Il avait pourtant commencé cette rencontre face à son compatriote Matteo Arnaldi pied au plancher, avec une balle de 4-0 dans le premier set. Et puis la hanche a coincé, et le match a tourné. Arnaldi a empoché la première manche 7-5, Berrettini a pris un temps mort médical au début de la suivante et on a su. Su que ç’en était terminé de ses rêves de pousser jusqu’en finale d’un Majeur, cinq ans après sa seule et unique, à Wimbledon.
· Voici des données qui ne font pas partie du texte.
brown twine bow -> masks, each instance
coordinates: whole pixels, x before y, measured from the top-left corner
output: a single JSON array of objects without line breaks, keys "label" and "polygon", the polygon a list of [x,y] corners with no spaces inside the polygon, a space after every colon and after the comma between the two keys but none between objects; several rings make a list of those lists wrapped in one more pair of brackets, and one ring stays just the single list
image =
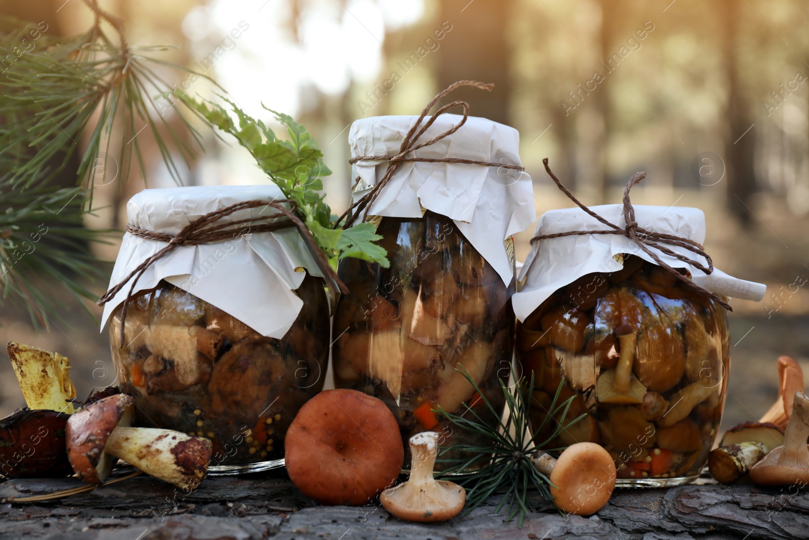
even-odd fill
[{"label": "brown twine bow", "polygon": [[[448,157],[419,158],[416,156],[407,157],[407,155],[409,154],[410,152],[413,152],[418,150],[419,148],[423,148],[424,147],[429,147],[430,145],[440,141],[444,137],[448,137],[449,135],[451,135],[455,131],[460,130],[460,127],[464,125],[464,124],[466,123],[466,119],[469,117],[469,104],[467,103],[466,101],[460,101],[456,100],[452,103],[443,105],[441,108],[437,110],[435,112],[435,114],[434,114],[430,118],[430,120],[428,120],[426,123],[425,123],[424,126],[422,126],[421,129],[419,130],[419,126],[421,124],[421,121],[424,120],[424,117],[427,116],[428,113],[430,113],[430,109],[433,108],[433,105],[434,105],[442,97],[443,97],[447,94],[450,93],[455,88],[463,86],[474,87],[476,88],[480,88],[481,90],[486,90],[489,91],[491,91],[492,88],[494,87],[494,85],[490,83],[478,83],[477,81],[458,81],[457,83],[454,83],[451,84],[449,87],[447,87],[445,90],[442,91],[438,95],[436,95],[436,96],[433,98],[432,101],[428,103],[427,106],[424,108],[424,110],[421,111],[421,114],[418,117],[418,120],[416,121],[416,123],[413,124],[413,127],[411,127],[410,130],[407,132],[407,134],[404,135],[404,140],[402,140],[401,146],[399,147],[399,152],[397,154],[396,154],[395,155],[357,155],[349,159],[349,163],[351,164],[354,164],[358,161],[378,161],[378,160],[388,161],[390,164],[388,166],[388,170],[385,171],[384,176],[383,176],[382,178],[379,180],[379,181],[377,182],[373,188],[371,188],[371,191],[363,195],[359,200],[358,200],[356,202],[349,206],[348,210],[343,212],[343,215],[341,215],[340,219],[337,220],[337,224],[335,225],[336,227],[340,227],[341,224],[342,224],[343,227],[349,227],[357,220],[357,218],[359,217],[359,215],[362,213],[363,210],[365,210],[365,213],[362,216],[363,219],[367,218],[368,210],[371,209],[371,206],[373,206],[374,202],[376,201],[377,197],[379,196],[382,189],[384,188],[385,185],[391,181],[391,178],[393,177],[393,173],[396,172],[397,168],[399,168],[399,165],[405,161],[420,161],[424,163],[462,163],[462,164],[469,164],[472,165],[488,165],[489,167],[502,167],[503,168],[513,168],[517,171],[525,170],[525,168],[521,165],[512,165],[502,163],[492,163],[490,161],[476,161],[475,159],[464,159],[461,158],[448,158]],[[446,113],[451,108],[455,107],[455,105],[460,105],[464,108],[464,117],[461,118],[460,121],[459,121],[457,124],[455,124],[453,127],[450,128],[447,131],[444,131],[443,133],[436,137],[434,137],[429,141],[426,141],[425,142],[419,142],[417,144],[417,142],[418,141],[419,138],[421,138],[421,135],[424,134],[424,133],[430,128],[430,125],[433,125],[433,123],[438,119],[438,117],[442,114],[443,114],[444,113]],[[418,130],[417,133],[417,130]],[[358,177],[355,181],[359,181],[359,177]],[[353,212],[352,210],[355,209],[357,211]],[[345,223],[343,223],[343,219],[345,219]]]},{"label": "brown twine bow", "polygon": [[[289,203],[291,209],[284,207],[282,203]],[[255,208],[256,206],[271,206],[277,210],[277,212],[258,218],[247,218],[244,219],[236,219],[235,221],[228,221],[215,224],[216,222],[222,218],[231,215],[234,212],[237,212],[240,210],[246,210],[248,208]],[[326,276],[326,278],[329,279],[337,288],[339,288],[341,292],[348,292],[348,288],[341,281],[340,281],[340,279],[337,278],[337,275],[329,266],[325,255],[324,255],[323,252],[317,247],[317,244],[315,243],[315,239],[312,238],[311,233],[309,232],[309,229],[307,228],[303,222],[301,221],[297,215],[295,215],[294,210],[296,207],[297,205],[295,202],[290,199],[276,199],[273,201],[253,199],[252,201],[243,201],[242,202],[237,202],[231,205],[230,206],[214,210],[213,212],[210,212],[197,218],[197,219],[194,219],[190,223],[184,227],[182,230],[176,235],[171,235],[164,232],[155,232],[154,231],[147,231],[146,229],[138,228],[132,224],[127,225],[126,232],[129,234],[140,236],[141,238],[146,238],[146,240],[168,242],[168,245],[141,262],[137,268],[129,272],[129,275],[121,279],[117,285],[105,292],[97,302],[99,305],[104,305],[107,302],[109,302],[112,300],[112,297],[118,294],[118,291],[121,291],[124,286],[126,285],[126,283],[132,280],[132,285],[129,287],[129,291],[126,295],[126,300],[124,301],[124,306],[121,310],[121,343],[123,344],[124,342],[124,323],[126,321],[126,311],[129,308],[129,303],[132,298],[132,293],[135,289],[135,285],[138,283],[138,280],[140,279],[141,276],[143,275],[143,273],[146,270],[146,269],[149,268],[149,266],[150,266],[155,261],[163,257],[175,248],[178,248],[180,246],[210,244],[211,242],[218,242],[230,238],[235,238],[235,236],[251,232],[271,232],[284,228],[289,228],[290,227],[297,227],[300,231],[301,236],[303,237],[303,240],[308,245],[309,251],[311,252],[312,255],[315,257],[315,261],[317,262],[318,268],[320,269],[320,271],[323,272],[324,275]],[[286,219],[280,221],[266,223],[270,219],[277,219],[281,217],[286,217]],[[247,230],[244,230],[244,227],[235,228],[245,223],[249,223]]]},{"label": "brown twine bow", "polygon": [[[733,308],[731,308],[731,304],[723,300],[718,295],[706,291],[705,289],[702,288],[701,287],[693,282],[686,276],[678,272],[674,268],[669,266],[667,264],[663,261],[663,260],[658,256],[658,254],[654,251],[652,250],[652,249],[657,249],[661,253],[666,253],[667,255],[679,259],[683,262],[689,264],[692,266],[694,266],[695,268],[698,268],[705,274],[710,274],[711,272],[714,271],[714,261],[711,259],[710,256],[705,252],[705,249],[702,248],[702,246],[700,245],[697,242],[695,242],[692,240],[688,240],[688,238],[683,238],[682,236],[677,236],[676,235],[666,234],[664,232],[655,232],[654,231],[647,231],[643,227],[637,226],[637,222],[635,221],[635,208],[632,206],[632,202],[629,200],[629,190],[632,189],[633,186],[640,183],[642,180],[646,177],[646,172],[636,172],[634,175],[633,175],[632,178],[629,179],[629,181],[626,183],[626,185],[624,186],[624,220],[626,222],[626,224],[624,226],[624,228],[621,228],[614,223],[611,223],[610,222],[607,221],[603,217],[594,212],[593,210],[590,210],[583,203],[579,202],[579,200],[577,199],[567,188],[562,185],[561,181],[560,181],[560,180],[557,178],[556,175],[553,174],[553,172],[551,171],[551,168],[548,165],[548,158],[543,159],[542,164],[545,166],[545,171],[548,172],[548,174],[550,175],[550,177],[553,179],[554,182],[556,182],[557,186],[562,191],[562,193],[567,195],[568,198],[575,202],[579,208],[583,210],[588,215],[596,219],[607,227],[609,227],[610,228],[608,230],[599,230],[599,231],[567,231],[566,232],[557,232],[554,234],[540,235],[538,236],[534,236],[533,238],[531,239],[532,244],[540,240],[547,240],[549,238],[560,238],[561,236],[583,236],[583,235],[591,235],[591,234],[624,235],[629,240],[633,240],[635,244],[637,244],[637,246],[641,249],[642,249],[646,253],[647,253],[650,257],[651,257],[654,260],[654,261],[658,264],[658,266],[671,272],[671,274],[674,275],[677,279],[679,279],[687,288],[691,289],[695,292],[706,295],[708,297],[709,297],[711,300],[713,300],[714,302],[721,305],[725,309],[727,309],[728,311],[733,311]],[[699,261],[689,258],[685,255],[678,253],[676,251],[672,251],[668,248],[667,248],[665,245],[663,245],[663,244],[661,243],[668,244],[669,245],[675,245],[680,248],[684,248],[692,252],[693,253],[700,255],[705,257],[705,261],[708,262],[708,266],[705,266]]]}]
L’Italien a bien essayé de rester sur le court coûte que coûte, mais il s’est vite rendu compte que ça n’avait aucun sens. Alors à 5-2 dans le deuxième set, il a rangé sa raquette avant d’aller étreindre Arnaldi. « Plus je jouais, plus je servais, plus je tapais mes coups droits, moins bien je me sentais, a-t-il raconté quelques minutes devant les médias. Les douleurs étaient trop fortes. »
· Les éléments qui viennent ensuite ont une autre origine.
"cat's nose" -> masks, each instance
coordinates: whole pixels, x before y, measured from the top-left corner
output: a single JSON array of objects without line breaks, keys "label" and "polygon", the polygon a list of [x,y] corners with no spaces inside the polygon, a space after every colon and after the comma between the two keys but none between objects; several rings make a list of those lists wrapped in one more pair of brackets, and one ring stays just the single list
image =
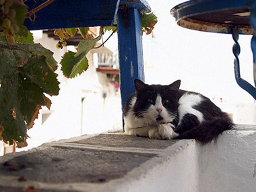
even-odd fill
[{"label": "cat's nose", "polygon": [[159,114],[160,114],[160,113],[161,113],[161,112],[162,112],[162,108],[157,108],[157,109],[156,109],[156,110],[158,112],[158,113],[159,113]]}]

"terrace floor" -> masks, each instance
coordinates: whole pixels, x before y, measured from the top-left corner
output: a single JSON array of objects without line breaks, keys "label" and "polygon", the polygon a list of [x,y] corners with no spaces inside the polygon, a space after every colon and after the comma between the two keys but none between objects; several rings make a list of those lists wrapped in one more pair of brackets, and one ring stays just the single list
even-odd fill
[{"label": "terrace floor", "polygon": [[47,143],[0,158],[0,191],[255,191],[255,136],[241,125],[203,146],[121,133]]}]

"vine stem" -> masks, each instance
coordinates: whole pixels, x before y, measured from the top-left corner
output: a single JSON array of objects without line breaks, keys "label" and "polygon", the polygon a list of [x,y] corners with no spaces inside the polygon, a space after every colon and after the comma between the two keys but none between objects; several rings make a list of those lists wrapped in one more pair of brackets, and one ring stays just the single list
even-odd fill
[{"label": "vine stem", "polygon": [[27,13],[26,14],[26,18],[29,18],[31,21],[34,22],[36,19],[36,17],[34,16],[34,20],[32,20],[31,18],[31,16],[32,15],[35,15],[35,13],[40,11],[40,9],[44,8],[45,7],[46,7],[47,5],[50,5],[51,3],[53,3],[54,1],[55,1],[55,0],[47,0],[47,1],[45,1],[44,3],[42,3],[41,5],[37,6],[36,8],[32,9],[30,11],[29,11],[28,13]]},{"label": "vine stem", "polygon": [[93,47],[93,49],[98,49],[101,46],[102,46],[104,45],[104,44],[108,41],[108,40],[113,35],[113,34],[117,30],[117,28],[116,28],[115,30],[113,30],[113,32],[112,32],[112,34],[108,37],[107,39],[106,39],[106,40],[104,42],[102,42],[102,44],[98,46],[96,46],[96,47]]}]

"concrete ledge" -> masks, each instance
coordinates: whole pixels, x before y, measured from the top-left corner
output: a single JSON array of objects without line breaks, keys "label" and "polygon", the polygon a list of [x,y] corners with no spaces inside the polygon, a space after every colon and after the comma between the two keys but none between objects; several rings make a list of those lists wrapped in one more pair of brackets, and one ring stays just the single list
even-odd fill
[{"label": "concrete ledge", "polygon": [[45,143],[0,158],[0,190],[255,191],[256,130],[245,129],[204,146],[121,133]]}]

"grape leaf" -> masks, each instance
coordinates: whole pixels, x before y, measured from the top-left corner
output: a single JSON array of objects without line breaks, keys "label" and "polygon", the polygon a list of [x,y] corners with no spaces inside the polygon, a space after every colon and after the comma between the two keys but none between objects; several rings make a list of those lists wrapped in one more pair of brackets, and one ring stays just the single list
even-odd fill
[{"label": "grape leaf", "polygon": [[86,37],[87,32],[88,32],[89,28],[79,28],[78,30],[82,37]]},{"label": "grape leaf", "polygon": [[75,53],[69,51],[64,55],[61,61],[61,71],[63,75],[69,78],[80,75],[88,67],[88,60],[84,53],[76,57],[75,55]]},{"label": "grape leaf", "polygon": [[[0,138],[26,146],[26,126],[19,110],[17,63],[11,51],[0,49]],[[23,144],[22,144],[23,143]]]},{"label": "grape leaf", "polygon": [[141,15],[142,32],[146,34],[152,33],[154,26],[158,22],[157,17],[153,13],[143,13]]},{"label": "grape leaf", "polygon": [[77,28],[66,28],[66,32],[71,37],[73,37],[76,33]]},{"label": "grape leaf", "polygon": [[85,71],[88,67],[87,53],[93,48],[101,36],[97,38],[90,37],[84,39],[78,44],[78,51],[75,53],[72,51],[66,53],[61,59],[61,71],[63,75],[69,78],[73,78],[78,74]]},{"label": "grape leaf", "polygon": [[[41,106],[50,109],[51,101],[43,94],[43,90],[36,84],[32,83],[25,75],[20,75],[18,94],[20,110],[27,124],[27,128],[32,127]],[[31,113],[33,112],[33,113]]]},{"label": "grape leaf", "polygon": [[[15,39],[20,43],[34,43],[33,34],[28,31],[28,28],[25,26],[22,30],[14,35]],[[26,32],[22,32],[23,30],[27,30]]]},{"label": "grape leaf", "polygon": [[[8,49],[6,42],[0,42],[0,48]],[[46,62],[53,68],[53,71],[57,69],[55,59],[53,57],[53,53],[45,49],[40,44],[19,44],[16,43],[12,47],[13,53],[16,58],[18,65],[25,64],[29,58],[34,55],[46,55]]]},{"label": "grape leaf", "polygon": [[44,56],[33,56],[20,69],[21,73],[39,86],[45,93],[52,96],[59,94],[59,82],[56,75],[46,62]]},{"label": "grape leaf", "polygon": [[26,146],[26,130],[39,109],[51,107],[44,93],[58,94],[59,83],[48,63],[55,61],[49,50],[32,44],[6,46],[0,42],[0,139],[21,148]]},{"label": "grape leaf", "polygon": [[[117,27],[116,26],[108,26],[108,27],[104,27],[104,32],[106,32],[106,31],[113,31],[113,32],[115,32],[115,30],[117,30]],[[116,30],[115,32],[117,32],[117,30]]]}]

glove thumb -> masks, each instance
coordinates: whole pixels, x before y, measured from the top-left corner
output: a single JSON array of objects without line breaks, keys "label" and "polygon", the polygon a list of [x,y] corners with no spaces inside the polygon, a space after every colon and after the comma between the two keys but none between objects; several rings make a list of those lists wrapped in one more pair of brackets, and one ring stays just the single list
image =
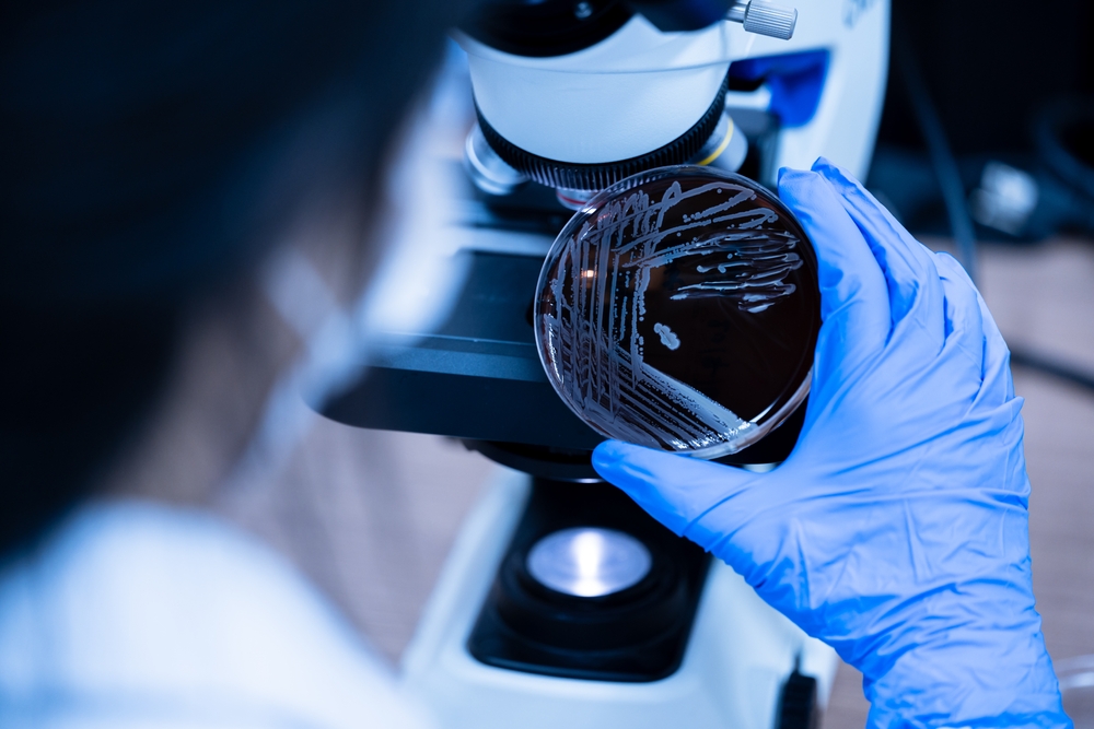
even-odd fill
[{"label": "glove thumb", "polygon": [[722,518],[717,532],[688,527],[719,504],[750,491],[749,486],[764,478],[731,466],[619,440],[606,440],[596,447],[593,468],[654,519],[708,551],[713,542],[725,538],[726,531],[735,531],[735,525],[725,524]]}]

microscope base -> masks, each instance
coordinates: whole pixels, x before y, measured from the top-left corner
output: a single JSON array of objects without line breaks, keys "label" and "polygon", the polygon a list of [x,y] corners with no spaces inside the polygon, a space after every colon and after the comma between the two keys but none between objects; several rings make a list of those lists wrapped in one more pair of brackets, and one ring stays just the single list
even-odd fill
[{"label": "microscope base", "polygon": [[835,651],[810,638],[715,561],[679,669],[645,683],[586,681],[487,666],[467,640],[531,492],[531,479],[500,471],[472,512],[404,658],[404,682],[440,727],[686,726],[771,729],[787,679],[817,681],[827,703]]}]

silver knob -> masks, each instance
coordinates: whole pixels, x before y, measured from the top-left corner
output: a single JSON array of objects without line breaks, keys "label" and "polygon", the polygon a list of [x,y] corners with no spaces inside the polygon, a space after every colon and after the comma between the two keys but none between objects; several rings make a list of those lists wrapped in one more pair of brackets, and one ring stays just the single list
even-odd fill
[{"label": "silver knob", "polygon": [[749,33],[790,40],[798,24],[798,10],[766,0],[736,0],[726,19],[742,23]]}]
En larmes au moment de baisser pavillon, Berrettini était toujours aussi affecté quand il est arrivé en salle de presse. « Cela a été vraiment difficile [de dire stop], parce que j’avais l’impression que ça n’était pas juste, surtout parce que ça m’est arrivé un certain nombre de fois, et j’en ai marre d’abandonner, a-t-il lâché. Je ne voulais pas que le tournoi se termine comme ça. »
Le Romain sait bien, et malheureusement mieux que beaucoup d’autres joueurs, qu’il a fait le bon choix. Car après la terre battue vient la saison sur gazon, qu’il n’a aucun intérêt à hypothéquer. « J’espère ne pas avoir causé des dégâts trop importants, a-t-il poursuivi. Abandonner, c’est le pire sentiment au monde, mais c’est la bonne chose à faire, parce que cela n’est pas le dernier tournoi de ma vie. Je dois penser à mon avenir, à ma récupération, à ma guérison. » Il va rapidement passer des examens pour connaître la nature exacte de cette blessure à la hanche gauche, un des rares endroits où il n’avait encore jamais été touché.
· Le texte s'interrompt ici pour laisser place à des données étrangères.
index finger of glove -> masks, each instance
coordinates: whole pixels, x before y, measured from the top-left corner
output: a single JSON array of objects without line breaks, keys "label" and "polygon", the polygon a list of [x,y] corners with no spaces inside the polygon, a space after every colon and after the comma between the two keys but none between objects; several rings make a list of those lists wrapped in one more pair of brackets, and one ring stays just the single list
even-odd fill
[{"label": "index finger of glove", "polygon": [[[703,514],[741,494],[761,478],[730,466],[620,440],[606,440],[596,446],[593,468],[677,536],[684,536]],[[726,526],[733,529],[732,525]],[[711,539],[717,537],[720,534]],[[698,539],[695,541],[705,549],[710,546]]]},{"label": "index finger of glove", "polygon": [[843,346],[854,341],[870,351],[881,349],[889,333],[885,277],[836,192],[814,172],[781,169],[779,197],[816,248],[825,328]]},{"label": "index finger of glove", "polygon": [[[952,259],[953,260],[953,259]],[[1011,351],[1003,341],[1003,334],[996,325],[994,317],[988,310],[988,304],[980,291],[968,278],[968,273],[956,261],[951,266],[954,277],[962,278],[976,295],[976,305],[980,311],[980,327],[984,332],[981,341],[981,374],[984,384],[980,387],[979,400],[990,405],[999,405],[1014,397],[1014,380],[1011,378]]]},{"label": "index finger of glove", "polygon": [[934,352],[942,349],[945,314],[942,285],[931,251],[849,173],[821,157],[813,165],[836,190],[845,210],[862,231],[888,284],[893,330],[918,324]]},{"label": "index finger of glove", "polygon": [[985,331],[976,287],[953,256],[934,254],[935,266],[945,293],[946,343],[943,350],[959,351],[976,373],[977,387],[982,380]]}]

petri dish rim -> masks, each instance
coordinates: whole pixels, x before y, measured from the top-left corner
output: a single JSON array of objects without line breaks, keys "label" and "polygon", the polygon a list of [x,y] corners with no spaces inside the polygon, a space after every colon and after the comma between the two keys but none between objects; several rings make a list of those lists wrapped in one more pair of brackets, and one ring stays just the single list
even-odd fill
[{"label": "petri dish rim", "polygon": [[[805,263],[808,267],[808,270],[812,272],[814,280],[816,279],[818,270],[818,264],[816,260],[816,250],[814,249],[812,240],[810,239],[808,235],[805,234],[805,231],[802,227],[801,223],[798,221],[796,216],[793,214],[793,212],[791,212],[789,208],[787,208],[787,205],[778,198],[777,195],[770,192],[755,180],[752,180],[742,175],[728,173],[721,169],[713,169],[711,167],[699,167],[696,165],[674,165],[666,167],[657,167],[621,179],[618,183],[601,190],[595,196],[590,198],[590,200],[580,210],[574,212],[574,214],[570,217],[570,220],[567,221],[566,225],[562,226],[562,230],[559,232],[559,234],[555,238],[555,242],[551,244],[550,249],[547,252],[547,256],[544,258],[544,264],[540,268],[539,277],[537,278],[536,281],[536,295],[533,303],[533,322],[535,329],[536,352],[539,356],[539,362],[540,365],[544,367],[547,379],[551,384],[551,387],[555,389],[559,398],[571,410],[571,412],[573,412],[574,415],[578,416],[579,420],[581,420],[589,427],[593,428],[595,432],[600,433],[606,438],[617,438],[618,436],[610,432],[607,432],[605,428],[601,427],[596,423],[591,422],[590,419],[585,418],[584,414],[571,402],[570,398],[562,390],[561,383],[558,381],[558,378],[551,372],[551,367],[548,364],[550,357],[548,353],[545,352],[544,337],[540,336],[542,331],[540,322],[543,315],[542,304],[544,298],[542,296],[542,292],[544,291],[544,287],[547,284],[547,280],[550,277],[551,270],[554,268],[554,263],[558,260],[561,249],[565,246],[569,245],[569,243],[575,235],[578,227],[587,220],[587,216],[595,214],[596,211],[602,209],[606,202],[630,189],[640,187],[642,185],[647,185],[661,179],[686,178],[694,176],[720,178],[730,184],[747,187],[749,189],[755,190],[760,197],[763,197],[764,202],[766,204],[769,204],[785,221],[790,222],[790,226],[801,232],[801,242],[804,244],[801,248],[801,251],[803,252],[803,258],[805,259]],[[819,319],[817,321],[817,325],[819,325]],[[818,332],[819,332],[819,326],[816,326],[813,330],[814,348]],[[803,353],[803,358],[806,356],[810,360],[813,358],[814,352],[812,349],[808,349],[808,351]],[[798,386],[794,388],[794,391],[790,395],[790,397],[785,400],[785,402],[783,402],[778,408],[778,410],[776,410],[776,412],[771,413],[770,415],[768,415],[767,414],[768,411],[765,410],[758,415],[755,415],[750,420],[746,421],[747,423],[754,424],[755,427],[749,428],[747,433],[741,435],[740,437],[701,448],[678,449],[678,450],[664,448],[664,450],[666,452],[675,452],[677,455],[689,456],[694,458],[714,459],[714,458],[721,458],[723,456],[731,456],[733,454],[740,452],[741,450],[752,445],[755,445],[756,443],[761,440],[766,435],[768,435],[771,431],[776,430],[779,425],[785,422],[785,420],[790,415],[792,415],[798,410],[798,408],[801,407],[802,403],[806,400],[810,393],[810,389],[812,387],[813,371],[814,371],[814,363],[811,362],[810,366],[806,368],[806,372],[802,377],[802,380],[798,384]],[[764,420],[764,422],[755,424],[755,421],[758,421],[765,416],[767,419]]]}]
Toute l'actu de Roland-GarrosBerrettini a tout de même promis de retourner chez lui avec le sourire. « Il faut que je garde ce que j’ai fait de bien dans ce tournoi, parce qu’il y a encore quelques semaines, voire quelques jours, imaginer être en quarts de finale était absolument fou », a-t-il reconnu. C’est vrai que le rebond du trentenaire reste exceptionnel. Espérons pour lui que ce ne soit qu’une alerte, après avoir passé tout de même une quinzaine d’heures sur les courts de Roland.